The response of the phytoplankton community to hydrology over time may be superimposed by human impacts on coastal ecosystems (Domingues et al., 2005 and Winder and Cloern, 2010). Due to the proximity to land, these systems are more vulnerable to anthropogenic activities, like enhanced input of nutrients, which stimulate primary producers growth (Smith, 2006 and Carstensen et al., 2011). The effects of nutrient enrichment can exceed that of hydrological changes, as exemplified with biomass peaks related to sewage input shown for the Swan River Estuary (Australia) (Chan et al., 2002). Although, in some cases, estuaries experiencing nutrient enrichment do not exhibit biomass increase due to high turbidity and limited light availability (Cloern, 1999 and Cloern, 2001), strong grazing control (Cloern et al., 2007 and Chen et al., 2009) or low water residence time that prevents the accumulation of cells (Odebrecht et al. this issue).

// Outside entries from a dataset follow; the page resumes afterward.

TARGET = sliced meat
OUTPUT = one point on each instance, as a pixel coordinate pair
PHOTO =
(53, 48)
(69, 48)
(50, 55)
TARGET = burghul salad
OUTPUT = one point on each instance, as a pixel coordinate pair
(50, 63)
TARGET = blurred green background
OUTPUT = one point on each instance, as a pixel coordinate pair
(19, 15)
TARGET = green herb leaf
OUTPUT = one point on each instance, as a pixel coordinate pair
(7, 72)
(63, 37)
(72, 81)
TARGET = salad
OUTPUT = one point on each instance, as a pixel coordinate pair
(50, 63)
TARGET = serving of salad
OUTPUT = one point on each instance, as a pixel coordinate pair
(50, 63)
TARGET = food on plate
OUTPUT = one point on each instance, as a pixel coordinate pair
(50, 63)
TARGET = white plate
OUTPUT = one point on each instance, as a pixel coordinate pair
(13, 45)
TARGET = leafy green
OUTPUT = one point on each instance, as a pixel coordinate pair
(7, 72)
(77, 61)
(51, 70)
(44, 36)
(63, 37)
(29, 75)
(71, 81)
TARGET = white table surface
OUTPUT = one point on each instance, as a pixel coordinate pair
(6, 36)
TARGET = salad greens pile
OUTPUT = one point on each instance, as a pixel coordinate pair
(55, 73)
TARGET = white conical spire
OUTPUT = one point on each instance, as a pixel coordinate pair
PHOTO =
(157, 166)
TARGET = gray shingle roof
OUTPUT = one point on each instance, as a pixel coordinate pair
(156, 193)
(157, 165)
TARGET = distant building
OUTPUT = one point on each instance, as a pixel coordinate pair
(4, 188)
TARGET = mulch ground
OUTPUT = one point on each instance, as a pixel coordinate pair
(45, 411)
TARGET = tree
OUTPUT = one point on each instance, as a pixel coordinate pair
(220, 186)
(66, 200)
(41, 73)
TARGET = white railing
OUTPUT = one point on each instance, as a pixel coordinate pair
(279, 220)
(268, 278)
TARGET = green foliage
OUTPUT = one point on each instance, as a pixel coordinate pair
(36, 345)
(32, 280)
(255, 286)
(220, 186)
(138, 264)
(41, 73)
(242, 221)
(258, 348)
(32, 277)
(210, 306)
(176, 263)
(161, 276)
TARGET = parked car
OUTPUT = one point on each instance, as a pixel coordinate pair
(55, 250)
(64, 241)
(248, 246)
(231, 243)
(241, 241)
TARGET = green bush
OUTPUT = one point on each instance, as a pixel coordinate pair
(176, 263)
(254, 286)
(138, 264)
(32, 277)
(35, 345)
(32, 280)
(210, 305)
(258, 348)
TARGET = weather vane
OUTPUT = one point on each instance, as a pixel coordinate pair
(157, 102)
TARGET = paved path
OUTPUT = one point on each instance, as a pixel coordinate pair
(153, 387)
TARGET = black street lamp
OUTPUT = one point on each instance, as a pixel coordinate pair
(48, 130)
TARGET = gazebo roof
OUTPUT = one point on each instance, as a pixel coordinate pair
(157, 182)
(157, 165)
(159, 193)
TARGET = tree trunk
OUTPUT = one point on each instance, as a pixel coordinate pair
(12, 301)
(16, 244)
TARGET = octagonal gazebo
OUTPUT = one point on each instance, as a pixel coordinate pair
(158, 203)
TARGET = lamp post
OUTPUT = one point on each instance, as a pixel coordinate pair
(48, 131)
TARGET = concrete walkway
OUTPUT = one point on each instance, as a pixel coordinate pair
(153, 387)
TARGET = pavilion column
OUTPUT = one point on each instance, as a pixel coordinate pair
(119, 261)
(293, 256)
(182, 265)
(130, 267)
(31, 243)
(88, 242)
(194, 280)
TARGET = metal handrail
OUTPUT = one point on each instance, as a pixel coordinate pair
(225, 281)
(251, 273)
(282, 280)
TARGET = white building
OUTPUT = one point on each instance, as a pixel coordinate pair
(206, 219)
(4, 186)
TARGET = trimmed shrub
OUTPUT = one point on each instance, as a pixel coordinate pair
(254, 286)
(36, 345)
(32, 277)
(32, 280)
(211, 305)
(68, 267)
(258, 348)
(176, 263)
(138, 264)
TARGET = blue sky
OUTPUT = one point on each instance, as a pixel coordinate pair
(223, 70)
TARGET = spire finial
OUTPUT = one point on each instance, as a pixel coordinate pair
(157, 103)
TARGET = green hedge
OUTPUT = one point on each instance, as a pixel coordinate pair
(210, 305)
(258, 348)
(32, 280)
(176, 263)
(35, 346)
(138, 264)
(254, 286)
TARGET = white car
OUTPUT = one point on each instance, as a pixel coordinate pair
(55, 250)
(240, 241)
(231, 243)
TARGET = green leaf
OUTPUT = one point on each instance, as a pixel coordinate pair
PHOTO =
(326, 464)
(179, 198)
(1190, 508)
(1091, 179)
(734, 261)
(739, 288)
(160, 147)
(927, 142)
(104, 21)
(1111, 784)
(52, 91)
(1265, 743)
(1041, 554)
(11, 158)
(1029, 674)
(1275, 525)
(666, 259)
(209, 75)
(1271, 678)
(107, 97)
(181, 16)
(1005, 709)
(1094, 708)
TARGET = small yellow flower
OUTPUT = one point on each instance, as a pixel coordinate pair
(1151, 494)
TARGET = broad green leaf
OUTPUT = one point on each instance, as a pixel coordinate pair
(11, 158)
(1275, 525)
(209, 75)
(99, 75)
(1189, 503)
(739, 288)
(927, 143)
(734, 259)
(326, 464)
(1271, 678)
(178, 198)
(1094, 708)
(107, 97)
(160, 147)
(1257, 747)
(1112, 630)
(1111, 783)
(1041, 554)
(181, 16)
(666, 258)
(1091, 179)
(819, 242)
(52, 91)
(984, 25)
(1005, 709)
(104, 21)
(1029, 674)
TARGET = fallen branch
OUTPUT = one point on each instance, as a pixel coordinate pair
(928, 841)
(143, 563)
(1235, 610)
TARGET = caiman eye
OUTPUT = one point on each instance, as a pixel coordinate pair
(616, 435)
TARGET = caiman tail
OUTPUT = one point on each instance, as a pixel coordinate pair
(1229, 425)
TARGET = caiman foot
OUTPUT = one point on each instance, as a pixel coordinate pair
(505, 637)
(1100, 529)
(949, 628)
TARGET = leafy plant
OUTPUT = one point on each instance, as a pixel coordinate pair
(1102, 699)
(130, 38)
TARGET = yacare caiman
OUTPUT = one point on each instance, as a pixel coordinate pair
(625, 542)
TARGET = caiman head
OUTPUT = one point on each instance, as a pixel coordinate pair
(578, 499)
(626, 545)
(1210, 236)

Most of our knowledge on phytoplankton responses in estuaries is derived from studies of temperate ecosystems in the northern hemisphere, whereas studies from subtropical and tropical ecosystems are few. This is a strong caveat in developing global understanding of the coastal ecosystems because seasonal variations in physical factors and nutrients differ between these regions. For example, temperate ecosystems are usually N-limited, while tropical ones often exhibit P-limitation (Downing et al., 1999). Of course, even apparently similar ecosystems within the same coastal region may possess local attributes of physical, chemical and biological characteristics, which modulate phytoplankton dynamics (Cloern, 2001), and must be considered for interpreting phytoplankton responses (Carstensen and Henriksen, 2009).

The Patos Lagoon Estuary (PLE; Fig. 1) in southern Brazil is a shallow environment where phytoplankton growth is largely light limited and affected by the retention time of the water (Abreu et al., 2010, Odebrecht et al., 2005 and Odebrecht et al., 2015). The hydrology of the PLE is highly variable due to the action of winds, generating episodic inflows of oceanic water that mixes with the low salinity outflowing water from the Patos Lagoon. As a consequence, salinity can display large variations within periods of days to hours (Möller et al., 2001). Sampled water properties in the PLE are affected by these strong fluctuations in salinity, making the comparison of monitoring data over time difficult as the samples likely represent different water masses having different properties for both water quality and phytoplankton variables. It is necessary to account for this source of variation in order to assess any seasonal and long-term trends above these generated by inflow and outflow regime.